Relative rate tests were performed on a single merged alignment and on each of the 84 multiple alignments using Tajima's method [44, 45]. Differences in mutation counts were assessed using the χ2 test based on the assumption that mutation would not show a species preference. When using human as an outgroup, cattle had faster rates of substitution as compared to dog. Although the difference was relatively small (6%), it was significant by the χ2 test (P <0.0001) when the merged alignment was tested. Almost two-thirds (54 out of 84) of the individual alignment rate tests supported that cattle had faster rates, while 11 of these rate tests supported that dog had faster rates (including 5 from the greater CFTR region). The remaining 19 out of 84 tests supported the molecular clock hypothesis for the cattle and dog lineages (including 3 from the greater CFTR region).

Discussion

One of the fundamental challenges in large-scale comparative genomic analysis is to build biologically meaningful multiple sequence alignments [18, 46]. A variety of biological events are known to create insertion/deletions including lineage-specific amplification of tandem repeats, homology-mediated genomic deletions and transposition events [34]. Local alignment algorithms, combined with the removal and reinsertion strategy of repeat elements, have been shown to reduce the number of gaps in DNA alignments and increase sensitivity [22, 47]. This is particularly important for aligning the species like rodents which have high genome-wide substitution rates. However, the aligned ancient repeats may be enriched for those in more slowly changing regions, while the fast changing repeats may be too divergent for detection and alignment [21]. On the other hand, global alignment algorithms seem appropriate for species with low substitution rates like cattle, dog and human. Comparative gene mapping and chromosome painting studies have indicated that a remarkably slow rate of chromosomal change exists within several mammalian orders. Artiodactyls and carnivores are more conserved relative to humans than rodents [4853]. In terms of genomic divergence, previous data [2] also suggests that cattle and dog are more conserved relative to human. But global alignment algorithms assume colinearity between sequences and do not specifically handle synteny breaking events like transpositions, rearrangements (such as microinversions) or duplications [54]. For example, global alignment algorithms may be ineffective to treat lineage-specific repeats which are closely matched such as young SINEs and LINEs, creating suboptimal alignments [21]. These suboptimal alignments may lead to less accurate estimates of sequence divergence. Therefore, in this study, alignment parameters were optimized and a post-alignment filter was applied to overcome the above limitation of the global alignment algorithm. The post-alignment filter effectively removed the suboptimal alignments from the mlagan output. Such suboptimal alignments appeared abnormal because they had extreme fluctuations in genomic divergences compared to their flanking sequences and were always associated with multiple gaps. Similar genomic divergence results obtained in the current study compared to earlier reports [10, 12, 30], confirm that our sequence datasets were representative and our alignment strategies were successful.

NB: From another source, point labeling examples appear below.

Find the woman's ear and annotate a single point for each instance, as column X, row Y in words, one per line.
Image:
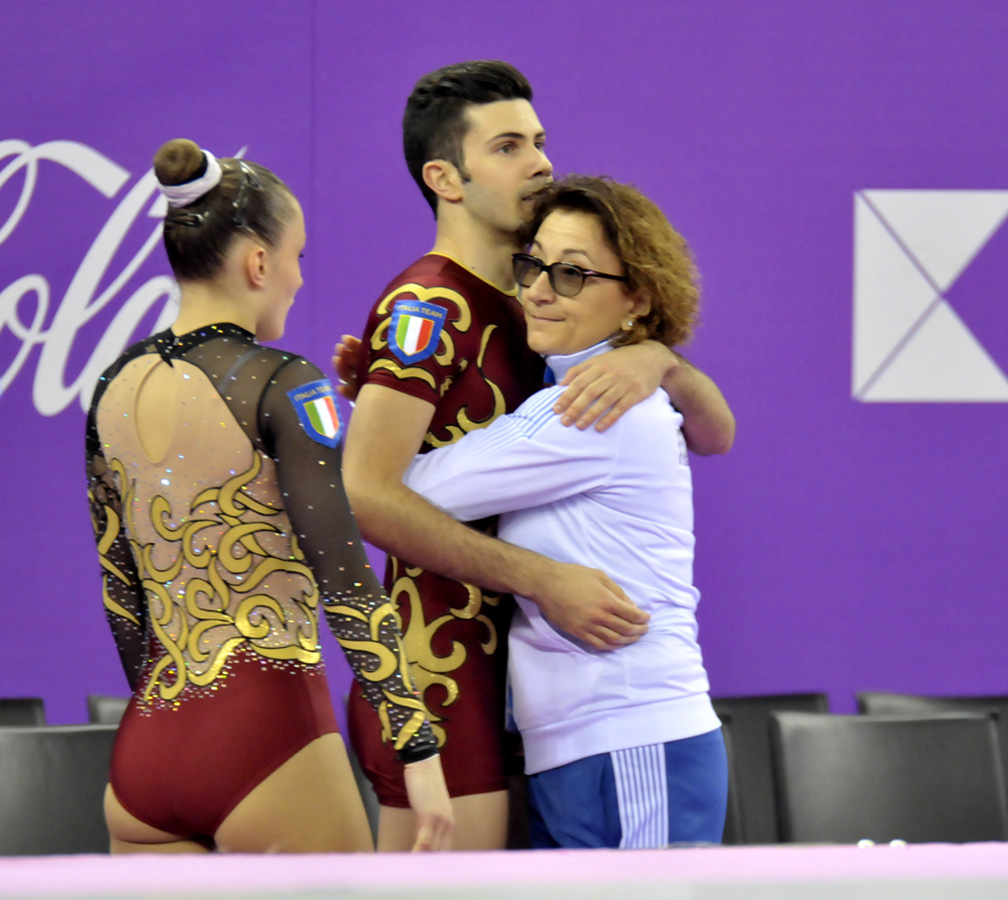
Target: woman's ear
column 444, row 179
column 641, row 303
column 255, row 265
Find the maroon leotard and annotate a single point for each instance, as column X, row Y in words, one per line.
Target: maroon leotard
column 222, row 527
column 478, row 368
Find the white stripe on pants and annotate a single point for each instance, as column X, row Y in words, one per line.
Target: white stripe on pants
column 642, row 795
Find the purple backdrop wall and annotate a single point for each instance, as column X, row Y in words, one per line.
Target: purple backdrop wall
column 840, row 172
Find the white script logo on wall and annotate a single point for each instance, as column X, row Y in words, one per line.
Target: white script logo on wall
column 910, row 344
column 103, row 285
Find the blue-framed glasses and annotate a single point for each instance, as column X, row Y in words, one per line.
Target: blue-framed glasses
column 565, row 278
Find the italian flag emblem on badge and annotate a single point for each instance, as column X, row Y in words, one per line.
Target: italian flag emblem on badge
column 317, row 411
column 414, row 332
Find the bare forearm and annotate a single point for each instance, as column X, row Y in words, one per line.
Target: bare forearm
column 404, row 524
column 709, row 424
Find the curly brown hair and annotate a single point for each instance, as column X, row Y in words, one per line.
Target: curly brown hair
column 656, row 258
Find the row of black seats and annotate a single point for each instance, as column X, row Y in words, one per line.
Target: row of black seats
column 52, row 777
column 103, row 709
column 907, row 767
column 911, row 768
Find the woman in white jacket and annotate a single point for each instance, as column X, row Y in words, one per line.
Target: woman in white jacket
column 622, row 747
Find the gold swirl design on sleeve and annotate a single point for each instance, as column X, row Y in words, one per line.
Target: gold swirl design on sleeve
column 429, row 668
column 464, row 423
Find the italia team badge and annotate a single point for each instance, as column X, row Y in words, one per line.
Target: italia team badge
column 316, row 405
column 414, row 332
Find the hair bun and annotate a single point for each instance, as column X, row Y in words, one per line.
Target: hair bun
column 179, row 161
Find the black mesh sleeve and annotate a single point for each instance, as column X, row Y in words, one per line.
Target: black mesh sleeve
column 357, row 610
column 122, row 593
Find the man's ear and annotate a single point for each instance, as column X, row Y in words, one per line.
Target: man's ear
column 444, row 179
column 255, row 266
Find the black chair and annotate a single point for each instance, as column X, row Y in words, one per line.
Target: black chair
column 733, row 818
column 847, row 778
column 51, row 784
column 22, row 711
column 105, row 709
column 878, row 702
column 752, row 811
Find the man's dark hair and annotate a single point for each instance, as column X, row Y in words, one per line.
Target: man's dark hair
column 434, row 122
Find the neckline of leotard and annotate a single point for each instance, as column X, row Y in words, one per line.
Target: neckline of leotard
column 170, row 346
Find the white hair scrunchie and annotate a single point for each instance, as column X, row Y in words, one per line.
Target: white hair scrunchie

Our orthologous sequence datasets, comprised of 10.5 Mb of cattle sequences, 9.3 Mb of dog sequences and 11.1 Mb of human sequences, were placed on all human chromosomes except for chr 9, 15, 19 and Y (see Additional file 1 Table S3). As a control for sample bias and rate variation among these genomic regions, we mapped randomly selected cattle BAC end sequences onto the human genome assembly Build35 (73,728 BES from CHORI-240 [31]). A comparison of these BES alignments to our large-scale genomic alignments showed comparable results (G.E. Liu et al, unpublished results). Therefore, it is reasonable to believe that these datasets are sufficiently representative and robust to draw sound conclusions regarding rates and properties of mammalian genomic mutation.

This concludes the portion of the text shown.